When we see a caption like "other business expense", we think of a catch-all category for costs that do not fit into some other pre-defined category. Its kind of like "miscellaneous costs" - if you don't know what else to do with an expense item, charge it "miscellaneous costs" (By the way, auditors love to analyze charges to "miscellaneous costs"). The FAR cost principles has a category called "other business expenses". It is found in FAR 31.205-28.

Contrary to what one might think based on nomenclature however, FAR's "other business expenses" is anything but a catch-all account. It is brief and covers costs related to seven different activities:

  1. Registry and transfer charges resulting from changes in ownership of securities issued by the contractor
  2. Cost of shareholders' meetings
  3. Normal proxy solicitations.
  4. Preparing and publishing reports to shareholders.
  5. Preparing and submitting required reports and forms to taxing and other regulatory bodies
  6. Incidental costs of directors' and committee meetings, and
  7. Other similar costs

All of the foregoing activities are allowable under Government contracts.

The Government will sometimes try to classify these types of activities as "organization costs" which are generally unallowable (see FAR 31.205-27). Such a position is easily refuted if one knows about this cost principle.

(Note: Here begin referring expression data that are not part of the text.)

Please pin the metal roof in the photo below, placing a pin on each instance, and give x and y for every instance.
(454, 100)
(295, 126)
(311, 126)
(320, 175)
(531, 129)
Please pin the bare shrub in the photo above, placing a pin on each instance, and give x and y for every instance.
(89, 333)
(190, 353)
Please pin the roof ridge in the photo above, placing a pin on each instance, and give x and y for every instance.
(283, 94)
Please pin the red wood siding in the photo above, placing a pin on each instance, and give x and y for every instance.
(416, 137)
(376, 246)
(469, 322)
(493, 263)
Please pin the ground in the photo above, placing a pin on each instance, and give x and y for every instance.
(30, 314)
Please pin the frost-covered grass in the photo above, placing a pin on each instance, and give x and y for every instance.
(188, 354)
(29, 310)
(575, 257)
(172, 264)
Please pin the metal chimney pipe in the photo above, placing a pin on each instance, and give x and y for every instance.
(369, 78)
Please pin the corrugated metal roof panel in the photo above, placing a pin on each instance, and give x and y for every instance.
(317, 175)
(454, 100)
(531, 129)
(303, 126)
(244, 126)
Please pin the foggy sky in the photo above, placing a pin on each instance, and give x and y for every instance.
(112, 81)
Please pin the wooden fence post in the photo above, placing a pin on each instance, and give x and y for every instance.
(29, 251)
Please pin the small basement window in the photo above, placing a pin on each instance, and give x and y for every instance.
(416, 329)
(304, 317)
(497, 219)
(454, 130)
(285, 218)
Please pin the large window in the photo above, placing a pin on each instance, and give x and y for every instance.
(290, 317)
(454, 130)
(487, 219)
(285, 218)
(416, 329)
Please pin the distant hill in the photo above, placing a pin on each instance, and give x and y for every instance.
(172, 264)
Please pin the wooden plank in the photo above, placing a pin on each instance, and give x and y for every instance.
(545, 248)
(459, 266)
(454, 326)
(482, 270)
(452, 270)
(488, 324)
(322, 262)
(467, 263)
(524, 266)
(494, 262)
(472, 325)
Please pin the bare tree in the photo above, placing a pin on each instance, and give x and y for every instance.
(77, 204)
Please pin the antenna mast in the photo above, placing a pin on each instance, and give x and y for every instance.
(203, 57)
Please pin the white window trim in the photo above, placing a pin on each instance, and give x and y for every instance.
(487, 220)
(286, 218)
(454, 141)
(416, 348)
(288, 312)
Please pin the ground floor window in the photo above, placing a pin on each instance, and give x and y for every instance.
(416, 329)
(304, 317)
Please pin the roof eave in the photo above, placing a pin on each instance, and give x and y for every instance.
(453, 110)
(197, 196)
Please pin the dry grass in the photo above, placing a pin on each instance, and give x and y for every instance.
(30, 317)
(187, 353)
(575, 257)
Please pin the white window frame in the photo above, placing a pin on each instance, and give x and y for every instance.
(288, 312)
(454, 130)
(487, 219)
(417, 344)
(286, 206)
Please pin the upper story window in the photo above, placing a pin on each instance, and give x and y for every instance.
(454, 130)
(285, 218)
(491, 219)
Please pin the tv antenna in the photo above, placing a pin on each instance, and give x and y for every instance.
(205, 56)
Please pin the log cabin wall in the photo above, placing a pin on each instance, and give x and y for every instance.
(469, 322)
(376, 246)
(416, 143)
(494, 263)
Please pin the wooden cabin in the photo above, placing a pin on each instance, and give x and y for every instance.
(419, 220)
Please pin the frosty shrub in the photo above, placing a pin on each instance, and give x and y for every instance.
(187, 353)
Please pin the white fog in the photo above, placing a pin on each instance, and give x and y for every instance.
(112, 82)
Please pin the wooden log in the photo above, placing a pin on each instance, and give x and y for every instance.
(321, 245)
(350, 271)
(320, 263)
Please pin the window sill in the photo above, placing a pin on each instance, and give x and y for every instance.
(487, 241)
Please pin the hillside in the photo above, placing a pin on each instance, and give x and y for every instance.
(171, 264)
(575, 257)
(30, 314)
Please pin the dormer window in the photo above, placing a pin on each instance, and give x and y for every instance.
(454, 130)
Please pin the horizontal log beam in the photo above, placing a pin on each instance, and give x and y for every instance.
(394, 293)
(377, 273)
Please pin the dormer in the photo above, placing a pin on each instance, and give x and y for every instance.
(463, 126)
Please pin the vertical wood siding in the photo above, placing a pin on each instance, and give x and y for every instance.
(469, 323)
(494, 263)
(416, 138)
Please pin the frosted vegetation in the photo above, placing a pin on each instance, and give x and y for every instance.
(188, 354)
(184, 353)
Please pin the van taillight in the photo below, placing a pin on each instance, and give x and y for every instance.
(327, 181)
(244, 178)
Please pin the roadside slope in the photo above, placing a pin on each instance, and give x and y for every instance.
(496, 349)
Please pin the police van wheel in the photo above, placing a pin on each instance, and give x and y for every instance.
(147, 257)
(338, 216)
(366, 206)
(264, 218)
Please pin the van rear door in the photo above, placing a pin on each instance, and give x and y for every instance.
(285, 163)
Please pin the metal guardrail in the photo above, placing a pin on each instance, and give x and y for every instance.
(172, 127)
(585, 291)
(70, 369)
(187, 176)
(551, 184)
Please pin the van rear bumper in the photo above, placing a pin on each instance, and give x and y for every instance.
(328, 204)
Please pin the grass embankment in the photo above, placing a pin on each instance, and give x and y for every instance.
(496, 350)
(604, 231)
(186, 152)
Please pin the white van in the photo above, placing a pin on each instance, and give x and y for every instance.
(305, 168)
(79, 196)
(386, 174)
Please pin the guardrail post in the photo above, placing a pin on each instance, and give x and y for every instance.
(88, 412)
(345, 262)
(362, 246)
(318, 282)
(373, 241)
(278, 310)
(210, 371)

An old ASBCA case illustrates one of the distinctions between allowable "other business expense" and unallowable organization costs. In ASBCA No. 14370, the board held that fees incurred by Boeing in connection with the conversion of its convertible debentures into common stock and a stock split to make its securities more marketable were allowable as other business expenses because the transaction did not raise any new capital and there was no change in Boeing's corporate structure.


Wednesday, August 1, 2012

Patent Costs - Miscellaneous Considerations

Today we are finishing up our discussion of patents, royalties, and related costs. Essentially, if patents are required by your contract, you can claim the costs. If you must go out and pay royalties to support your contract, you can claim the royalty costs as an expense.

Because patents and royalties are often contentious areas between contractors and the Government, FAR 31.109(h) lists royalties and other costs for use of patents as an example for which advance agreements may be particularly important. Advance agreements are used when the reasonableness, the allocability, and the allowability under the specific cost principles (i.e. FAR 31.205) are difficult to determine. To avoid possible subsequent disallowance or dispute, contractors and the Government are encouraged to seek an advance agreement on how such costs will be treated. This effectively takes the auditor our the the determination process.

FAR 31.205-47, costs related to legal and other proceedings, is also relevant to our discussion on patent/royalty costs. The cost of patent infringement litigation are unallowable (unless, of course, provided for in the contract). This means that the Government is happy to use your patents but it will not pay to help defend those patents. I guess the logic here is that there is no adverse consequence to the Government when someone violates a contractor's patent rights.

The final aspect of this subject we want to highlight is the requirement to document your costs. Many costs related to patents fall under the broad category of professional and consultant service costs (FAR 31.205-33). That cost principle requires specific documentation to support the allowability; consulting agreement, invoice, and work product (or evidence of services rendered). Be sure that when you claim costs associated with patents, you also maintain the basic documentation required by this cost principle.